Não esperes, fica em silêncio e só. O mundo
virá oferecer-se a ti para que o desmascares,
não pode fazer outra coisa, extasiado, ´
contorcer-se-á diante de ti.

Franz Kafka, "Aforismos"


segunda-feira, 29 de junho de 2009

08-04-1994

Estavam sentados no jardim, ouviam música como de costume, uma roda com o rádio no meio, mas choravam. Chegou um amigo. Era ainda cedo, tinham estado numa festa na noite anterior, a ouvir a mesma música que agora, com o volume no máximo. Uma mulher não conseguia levantar a cabeça, ninguém dizia nada.
-O que foi?
Baixaram todas a cabeça.
-O Kurt...
O rapaz que falou não conseguiu acabar, desatou a chorar a meio. Na rádio acabou a música e contaram o que aconteceu. Kurt Cobain havia sido encontrado morto. O amigo que chegou caí no chão. Ninguém olhou, agora estavam todos de cara baixa, alguns abraçados. Uma mulher começou a falar:
-Ele era eu. Não me interessa que eu seja uma rapariga, ele era eu e muito mais. Ele era tu – apontou para o amigo que tinha chegado há pouco e que agora se tinha levantado - e todos nós que aqui estamos a ouvi-lo agora.
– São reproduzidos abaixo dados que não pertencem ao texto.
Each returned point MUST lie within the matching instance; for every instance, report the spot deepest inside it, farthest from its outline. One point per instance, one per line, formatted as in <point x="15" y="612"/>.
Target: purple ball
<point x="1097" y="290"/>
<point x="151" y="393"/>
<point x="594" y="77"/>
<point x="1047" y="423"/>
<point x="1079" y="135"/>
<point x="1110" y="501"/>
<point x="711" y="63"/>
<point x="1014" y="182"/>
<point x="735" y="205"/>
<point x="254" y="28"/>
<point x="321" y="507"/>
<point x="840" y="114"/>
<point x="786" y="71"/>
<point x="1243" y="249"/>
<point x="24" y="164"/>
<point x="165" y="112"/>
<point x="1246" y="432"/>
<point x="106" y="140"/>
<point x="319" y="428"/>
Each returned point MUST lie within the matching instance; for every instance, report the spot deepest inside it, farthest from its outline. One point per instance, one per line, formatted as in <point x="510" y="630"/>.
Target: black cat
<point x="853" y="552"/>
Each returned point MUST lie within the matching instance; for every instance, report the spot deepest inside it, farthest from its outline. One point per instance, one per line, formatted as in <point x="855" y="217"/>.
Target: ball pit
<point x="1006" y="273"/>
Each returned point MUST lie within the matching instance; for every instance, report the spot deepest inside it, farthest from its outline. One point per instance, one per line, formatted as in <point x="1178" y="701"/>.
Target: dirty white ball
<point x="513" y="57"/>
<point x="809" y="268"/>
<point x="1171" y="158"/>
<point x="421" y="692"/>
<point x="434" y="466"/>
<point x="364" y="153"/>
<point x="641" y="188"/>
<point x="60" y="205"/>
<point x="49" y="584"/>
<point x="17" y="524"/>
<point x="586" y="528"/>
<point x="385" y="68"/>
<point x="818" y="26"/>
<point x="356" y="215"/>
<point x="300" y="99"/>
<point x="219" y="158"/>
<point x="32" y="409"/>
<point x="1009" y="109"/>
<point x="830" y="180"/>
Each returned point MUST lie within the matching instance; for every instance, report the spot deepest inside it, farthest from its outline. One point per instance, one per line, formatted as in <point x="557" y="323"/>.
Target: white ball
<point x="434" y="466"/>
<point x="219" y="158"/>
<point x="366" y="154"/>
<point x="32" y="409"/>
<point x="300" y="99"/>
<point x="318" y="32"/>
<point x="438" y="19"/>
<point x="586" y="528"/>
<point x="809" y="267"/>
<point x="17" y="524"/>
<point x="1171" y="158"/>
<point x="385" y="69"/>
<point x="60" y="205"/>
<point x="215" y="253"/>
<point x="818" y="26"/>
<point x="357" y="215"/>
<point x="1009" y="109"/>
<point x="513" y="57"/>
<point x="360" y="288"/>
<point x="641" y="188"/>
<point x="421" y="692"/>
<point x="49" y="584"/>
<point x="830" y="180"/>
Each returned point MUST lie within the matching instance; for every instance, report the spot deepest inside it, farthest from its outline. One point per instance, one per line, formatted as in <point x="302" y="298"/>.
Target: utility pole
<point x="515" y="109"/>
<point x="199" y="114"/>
Era o único como nós, apenas mais um no meio de tantos. Mas era a nossa voz. Não me interessa o que pensem de mim agora, não me interessa que me vejam a chorar, estou-me a lixar. Ninguém aqui teve de mudar de estilo, não teve de começar a fazer outras coisas para se identificar com ele. Ele já era como nós mesmo antes de ser famoso e continuou a sê-lo. Usava roupas velhas, dormia em qualquer lado, passava os dias com uma guitarra na mão em casa dos amigos. Sinto-me uma egoísta mas não conseguem ver o quão triste isto é? Nós morremos com ele. Não fisicamente e isso não interessa nada, mas agora estamos calados, para sempre. Mais valia nunca ter existido, mais valia pensar que era eu a única. Ele era só o Kurt Cobain e agora já não. E nem sequer o cheguei a conhecer. Não cheguei a saber quem era o Kurt...
Estavam todos com a cabeça nas mãos. Na rádio, passou a “Hear-Shaped Box”.


(Este texto demorou 3 vezes mais do que devia por ter parado vezes sem conta por umas irritações nos oljos, deve ser da chuva. Ele era só o Kurt, não o cantor que mais me ensinou sobre integridade artística, mas a pessoa. Era só o Kurt.)

P.S: Por favor, tentem evitar comparações.